Results: A total of 67 pts met eligibility criteria, including 43 (64.2%) pre-blina MRD-negative pts (MRD-) and 24 (35.8%) pre-blina MRD-positive pts (MRD+). Median time from treatment initiation to pre-blina MRD assessment was 62.5 days (IQR 31.2-87.7 days). The MRD- and MRD+ pts did not differ by age (median 58.1 vs. 53.3 years, respectively; p = 0.69), sex (51.7% vs. 44.4% female; p = 0.77), CML-LBC (7.0% vs. 16.7%; p = 0.24), presence of IKZF1+ genotype (14.0% vs. 4.2%; p = 0.41), EM and/or CNS disease at diagnosis (13.9% vs 20.0%; p = 0.71), or receipt of chemotherapy with induction (30.2% vs 20.8%; p = 0.57). During induction, MRD- and MRD+ pts had similar exposure rates to dasatinib (81.4% vs 91.7%, respectively; p = 0.31), ponatinib (14.0% vs. 33.3%; p = 0.11), and other TKIs (11.6% vs. 8.3%; p > 0.99). MRD- pts trended towards a greater number of blina cycles (median 2, range 1-7) than MRD+ pts (median 2, range 1-5; p = 0.06), but the proportion of pts receiving 2+ cycles of blina was similar between MRD- (72.1%) and MRD+ (58.3%) pts (p = 0.29). The frequency of consolidative HCT after blina was similar between MRD- patients (44.2%) and MRD+ patients (66.7%; p = 0.13).

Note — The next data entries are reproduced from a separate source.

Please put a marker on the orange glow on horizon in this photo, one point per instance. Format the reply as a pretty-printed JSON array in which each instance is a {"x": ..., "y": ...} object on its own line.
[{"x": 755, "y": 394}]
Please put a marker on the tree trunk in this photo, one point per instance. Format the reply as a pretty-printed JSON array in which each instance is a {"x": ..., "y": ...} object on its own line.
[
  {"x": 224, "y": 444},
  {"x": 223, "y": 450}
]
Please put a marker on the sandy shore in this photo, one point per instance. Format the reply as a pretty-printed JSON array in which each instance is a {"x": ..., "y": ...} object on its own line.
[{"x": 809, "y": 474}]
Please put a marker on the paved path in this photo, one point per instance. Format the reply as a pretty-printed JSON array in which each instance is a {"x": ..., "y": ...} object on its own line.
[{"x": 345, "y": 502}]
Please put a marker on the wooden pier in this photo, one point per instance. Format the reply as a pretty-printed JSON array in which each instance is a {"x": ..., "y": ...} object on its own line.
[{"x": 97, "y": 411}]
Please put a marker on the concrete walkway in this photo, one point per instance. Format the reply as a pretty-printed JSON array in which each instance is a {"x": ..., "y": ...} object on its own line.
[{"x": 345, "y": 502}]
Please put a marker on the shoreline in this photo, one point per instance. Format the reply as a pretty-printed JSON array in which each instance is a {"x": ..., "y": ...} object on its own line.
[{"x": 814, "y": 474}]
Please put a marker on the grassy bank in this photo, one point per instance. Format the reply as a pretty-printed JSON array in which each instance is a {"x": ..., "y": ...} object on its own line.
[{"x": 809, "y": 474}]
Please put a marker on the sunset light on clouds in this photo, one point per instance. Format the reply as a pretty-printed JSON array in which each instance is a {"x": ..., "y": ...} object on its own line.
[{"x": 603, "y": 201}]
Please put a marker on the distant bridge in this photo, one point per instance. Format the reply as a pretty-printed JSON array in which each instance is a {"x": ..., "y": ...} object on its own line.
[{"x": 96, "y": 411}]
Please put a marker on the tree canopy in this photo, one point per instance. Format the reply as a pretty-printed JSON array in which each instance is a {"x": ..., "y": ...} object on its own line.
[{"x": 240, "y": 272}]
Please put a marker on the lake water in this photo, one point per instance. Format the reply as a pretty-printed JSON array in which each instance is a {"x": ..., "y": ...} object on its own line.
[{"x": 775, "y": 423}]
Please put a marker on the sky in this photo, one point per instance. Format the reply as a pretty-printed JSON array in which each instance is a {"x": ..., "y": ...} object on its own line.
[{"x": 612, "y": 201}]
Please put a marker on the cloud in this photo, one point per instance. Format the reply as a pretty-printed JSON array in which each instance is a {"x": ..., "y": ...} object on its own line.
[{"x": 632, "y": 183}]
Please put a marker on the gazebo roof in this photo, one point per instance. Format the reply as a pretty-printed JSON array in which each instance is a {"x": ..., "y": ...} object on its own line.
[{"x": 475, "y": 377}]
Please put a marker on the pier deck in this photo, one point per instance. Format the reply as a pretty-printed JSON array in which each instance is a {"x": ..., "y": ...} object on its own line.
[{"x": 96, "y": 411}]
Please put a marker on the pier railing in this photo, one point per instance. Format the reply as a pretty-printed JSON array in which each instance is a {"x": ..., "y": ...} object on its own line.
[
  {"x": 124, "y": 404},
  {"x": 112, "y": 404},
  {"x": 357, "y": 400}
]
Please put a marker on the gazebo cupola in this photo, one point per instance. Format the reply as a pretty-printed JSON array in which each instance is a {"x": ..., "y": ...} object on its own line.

With a median follow-up of 2.4 years from post-blina MRD assessment (range 0.20-7.5 years), the median PFS and OS were not reached for MRD- pts versus 3.8 years (p = 0.054) and 5.7 years (p = 0.013), respectively, for MRD+ pts. In the multivariable setting, MRD- status was associated with improved PFS (HR 0.20, 95% CI 0.04-0.88; p = 0.033) and OS (HR 0.04, 95% CI 0.002-0.54; p = 0.016) compared with MRD+ status. No other variables were significantly associated with PFS or OS on multivariable analysis.
Overall, receiving consolidative HCT post-blina was not associated with improved PFS (HR 1.27, 95% CI 0.26-6.16; p = 0.76) or OS (HR 0.71, 95% CI 0.09-5.45; p = 0.74). MRD- pts who did (n = 19) versus did not (n = 24) proceed to consolidative HCT had similar PFS (p = 0.74) and OS (p > 0.99). MRD+ pts who did (n = 16) versus did not (n = 8) proceed to HCT also had similar PFS (p = 0.44) but trended towards improved OS (no deaths versus estimated 83.3% [90% CI 38.8-96.6%] OS at 2-years, respectively; p = 0.12).
Summary: In a two-institution cohort of adult Ph+ B-ALL pts who were MRD- after blina consolidation in CR1, MRD- status pre-blina was associated with improved survival, irrespective of analyzed covariables. Post-blina HCT was not associated with improved survival, though this may be limited by sample size and follow-up duration. These data suggest pre-blina MRD status is prognostically important even in post-blina MRD- patients. Future studies to assess the role of consolidative HCT in pre-blina MRD+ and MRD- subgroups are encouraged.